The Global Diffusion of a Neoliberal Strategy: Early Adoptions of ‘Corporate Social Responsibility' in Venezuela, the Philippines, and the UK, 1950-1981

Saturday, 4 July 2015: 10:15 AM-11:45 AM
CLM.2.04 (Clement House)
Rami Kaplan, Free University of Berlin, Berlin, Germany
In studying the globalization of ‘corporate social responsibility’ (CSR), scholars have tended to focus on post-1990 developments and on the role of society (e.g., NGOs, governments) in putting pressure on business to contribute to social and environmental betterment. The institutionalization and globalization of CSR, however, began long before 1990 through several export processes from the U.S. unearthed, analyzed, and compared by this article: American MNC operation in the global South (1950-1972) and adoptions by indigenous corporate elites in Venezuela (1964), The Philippines (1970), and the UK (1980) (The 1st, 2nd, and 4th world earliest non-U.S. cases of CSR institutionalized).
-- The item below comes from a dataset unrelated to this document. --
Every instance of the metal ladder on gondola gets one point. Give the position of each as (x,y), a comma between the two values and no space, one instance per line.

While the terms of CSR’s adoption and institutionalization in each of the focal cases varied, in all of them these were corporate elites that imported CSR into non-U.S. countries as a socio-political strategy that (1) is realized through a business self-initiated expansionary redefinition of its role in society and a corresponding redeployment of corporate policies (i.e., a particular model of management is collectively adopted); (2) is aimed to improve individual and collective corporate public image (i.e., it functions as a public relations strategy); and (3) when collectively adopted by a national corporate elite, is aimed to modify the national layout of socio-economic governance (i.e., a particular [more privatized] societal mode of governance is promoted).
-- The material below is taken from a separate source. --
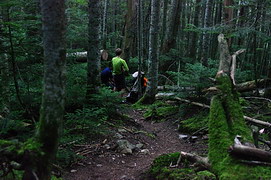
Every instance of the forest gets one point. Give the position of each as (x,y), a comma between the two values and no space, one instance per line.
(191,99)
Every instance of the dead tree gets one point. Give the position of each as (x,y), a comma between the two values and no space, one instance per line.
(225,122)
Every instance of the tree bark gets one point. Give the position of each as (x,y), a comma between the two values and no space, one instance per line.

In the global South (MNCs, Venezuela, The Philippines), populist challenges to the dominance of foreign corporations and of the native corporate rich triggered the adoption of CSR as a mechanism of defense. But the CSR institutions implemented slightly diverged across the Southern cases, correspondingly to the specific nature and magnitude of the challenge faced by business elites in each of the countries. In the U.K., the story was radically different. Elements of the business community borrowed the CSR model from their American counterparts as part a broader agenda, which sought to liberalize and privatize the British economy. Rather than a mechanism of defense, CSR was integrated into the broader offensive launched at the time on the postwar institutions of “embedded liberalism.”      
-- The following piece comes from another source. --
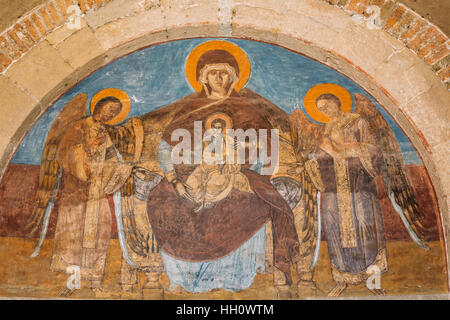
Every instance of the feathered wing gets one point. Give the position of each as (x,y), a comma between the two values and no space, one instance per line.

Commonly in the South and the U.K., CSR originated as a neoliberal project. Neoliberalism is often described in terms of the adoption of market-oriented policies by and between states. Yet, more generally, neoliberalism can be seen as a mode of “governmentality”: a supra organizational logic that constitutes and legitimates a market-centered social order. Unlike in classic liberalism, neoliberal doctrines recognize that market societies must be constantly constituted and legitimized through extra-market interventions. Across all the national CSR cases examined, CSR was designed to function as a form of socio-economic intervention that—comparing to the alternative of state intervention—is more agreeable with the principle of market superiority. This observation calls into question, or for a reconciliation with, prevalent conceptualizations of toady’s CSR in terms—not of a neoliberal institution—but, quite to the contrary, of a Polanyian “countermovement” of sorts, which seeks to reembed capitalism in social standards under the constrains imposed by neoliberal globalization.